# TIMESERIES ANALYSIS

# Business Understanding

This project focuses on the application of time series regression analysis to forecast sales for Corporation Favorita, a prominent grocery retailer based in Ecuador.

The primary objective is to develop a robust model capable of accurately forecasting future sales by leveraging the extensive time series data of thousands of products sold across various Favorita locations. The resulting forecasts will provide valuable insights to the store's management, enabling them to formulate effective inventory and sales plans.

Through this research, we will construct models based on historical analysis, establish scientific hypothesis using time-stamped historical data, and employ these models to observe patterns and guide strategic decision-making in the future. By delving into the data, our aim is to optimize operations and ultimately drive sales growth for Favorita Corporation, supporting the management team in extracting meaningful insights from their vast dataset.

# Hypothesis

Null Hypothesis: Sales are not affected by promotion, oil prices and holidays.

Alternate Hypothesis: Sales are affected by promotion, oil prices and holidays.

# Analytical Questions

1. Is the train dataset complete (has all the required dates)?

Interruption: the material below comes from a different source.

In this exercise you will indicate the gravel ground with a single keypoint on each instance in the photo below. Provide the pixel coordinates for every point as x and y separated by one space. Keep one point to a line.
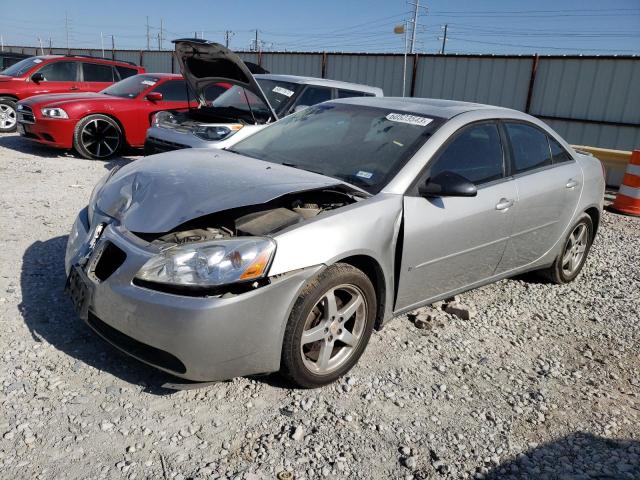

2. Which dates have the lowest and highest sales for each year?

3. Did the earthquake impact sales?

4. Are certain groups of stores selling more products? (Cluster, city, state, type)

5. Are sales affected by promotions, oil prices and holidays?

6. What analysis can we get from the date and its extractable features?

7. What is the difference between RMSLE, RMSE, MSE (or why is the MAE greater than all of them?)

In [43]:
# Importing the needed packages
import pandas as pd
import numpy as np

# Libraries to create connection string to SQL server
import pyodbc
from dotenv import dotenv_values

# Libraries for visualization
import matplotlib.pyplot as plt
import seaborn as sns

# Library for imputing missing values
from sklearn.impute import SimpleImputer

# Library for modelling
from sklearn.linear_model import LinearRegression

# Library for working with operating system
import os

# Library to handle warnings
import warnings
warnings.filterwarnings('ignore')

In [44]:
# Set Matplotlib defaults
plt.style.use("seaborn-v0_8")
plt.rc(
    "figure",
    autolayout=True,
    figsize=(11, 4),
    titlesize=18,
    titleweight='bold',
)
plt.rc(
    "axes",
    labelweight="bold",
    labelsize="large",
    titleweight="bold",
    titlesize=16,
    titlepad=10,
)
plot_params = dict(
    color="0.75",
    style=".-",
    markeredgecolor="0.25",
    markerfacecolor="0.25",
    legend=False,
)
%config InlineBackend.figure_format = 'retina'

# Data Understanding

### Accessing and loading the datasets

The first dataset was collected from a SQL database by first passing a connection string using the pyodbc library. Afterwards a SQL query was used to obtain the dataset. This is as shown below.

In [45]:
# Load the environment variable in the .env file into a dictionary

environment_variables = dotenv_values('.env')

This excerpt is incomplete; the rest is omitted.